Netflix Inc. added 13 million worldwide subscribers last year, including 4.3 million during the final three months, according to figures released Tuesday in the company’s fourth-quarter earnings report. The performance marked Netflix’s biggest quarter of subscriber gains ever, eclipsing the 4.07 million added in the final three months of 2013.

Earnings also rose to a new quarterly high of $83.4 million, or $1.35 per share, a 72 percent increase up from $48.4 million, or 79 cents per share, at the same time last year.

“Internet TV is growing globally and Netflix is leading the charge,” CEO Reed Hastings boasted in a letter to shareholders.

The performance drew rave reviews from investors as Netflix’s stock surged $45.20, or 13 percent to $394 in extended trading. The shares still remain well below their record high of $489.29 reached four months ago.

Netflix is pouring more money into original programming in an effort to maintain its leadership in long-form Internet video amid intensifying competition from imposing rivals such as Google Inc.’s YouTube, Amazon.com and Time Warner Inc.’s HBO.

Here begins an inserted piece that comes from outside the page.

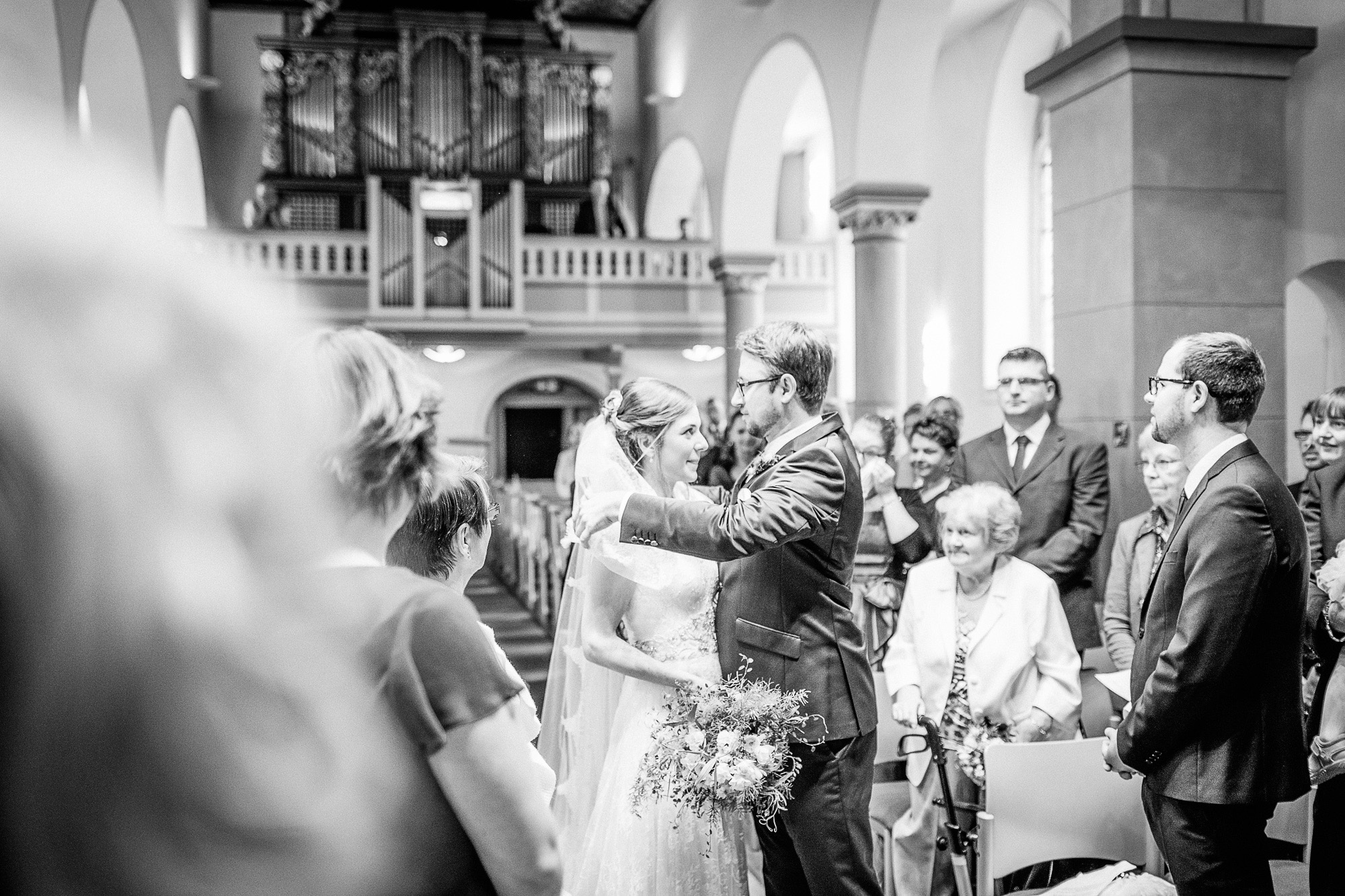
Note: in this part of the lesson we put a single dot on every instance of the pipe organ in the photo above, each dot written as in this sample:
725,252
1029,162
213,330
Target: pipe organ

The on-demand convenience of online video streaming has become so popular that HBO, a 42-year-old cable channel, will start selling a separate Internet-only subscription later this year to connect with the steadily expanding audience spurning traditional pay-TV packages. Meanwhile, YouTube has been amassing more professionally produced content to supplement its wide array of amateur videos, while Amazon.com plans to finance about a dozen full-length films for its $99-a-year Prime service, which also includes free shipping and music streaming for its e-commerce customers.

Netflix’s emphasis on more distinctive shows, launched two years ago with the debut of award-winning “House of Cards,” has reeled in more viewers while trimming profits because of higher licensing costs. To help pay the bills, Netflix raised its prices last May by $1 a month, to $9, in a move that the company initially blamed for disappointing subscriber growth last summer.

Hastings now believes last summer’s lackluster growth had more to do with narrowing opportunities to expand in the U.S. now that Netflix already is in so many domestic households. The service ended December with 39.1 million subscribers in the U.S., accounting for more than two-thirds of Netflix’s customers spread across about 50 countries.

Netflix began the new the year with 18.3 million international subscribers. The company’s subscriber growth internationally has topped the U.S. numbers in three consecutive quarters, a trend that’s expected to continue for years.

The Los Gatos, California, company is anticipating an additional 4 million global subscribers during the first three months of this year, boosted by the Feb. 27 return of “House of Cards.” The period also will feature the March 6 debut of “The Unbreakable Kimmy Schmidt,” a new series produced by comedian and writer Tina Fey, as well as new drama called “Bloodline,” to be released March 20.

More than 20 other Netflix originals are scheduled to be released this year, including the third season of another acclaimed TV series, “Orange Is The New Black” and a movie sequel to “Crouching Tiger, Hidden Tiger.” Netflix says it will have 320 hours of original programming debuting this year.